More than 93% of Washington households have already been counted, according to the Census Bureau, the third-best rate of any state. The other 7% or so have until the end of the month to either fill out the form online at 2020census.gov, by phone at 844-330-2020 or connect with one of the thousands of door-knockers that the Census Bureau has sent to every corner of the state to track down non-responders.

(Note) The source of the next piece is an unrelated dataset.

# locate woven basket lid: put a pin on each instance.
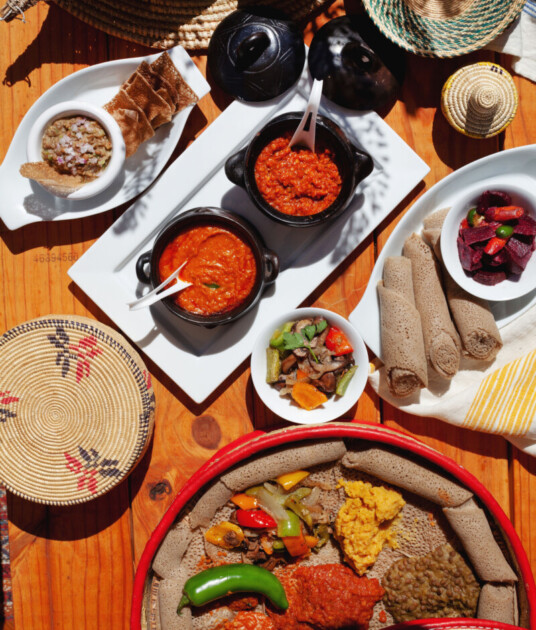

Washington gets about $17 billion a year from federal programs that use the once-every-10-years census to determine where funding should go. Everything from Medicaid to Pell Grants to community health centers to housing assistance to highway and transit money depends on the census to help determine how much is allocated.

King County has joined a federal lawsuit seeking to extend census deadlines — to allow counting to continue to the end of October and data processing to continue into 2021 — arguing the compressed timeline will “introduce several inaccuracies in the count, chief among them major undercounts of communities of color.”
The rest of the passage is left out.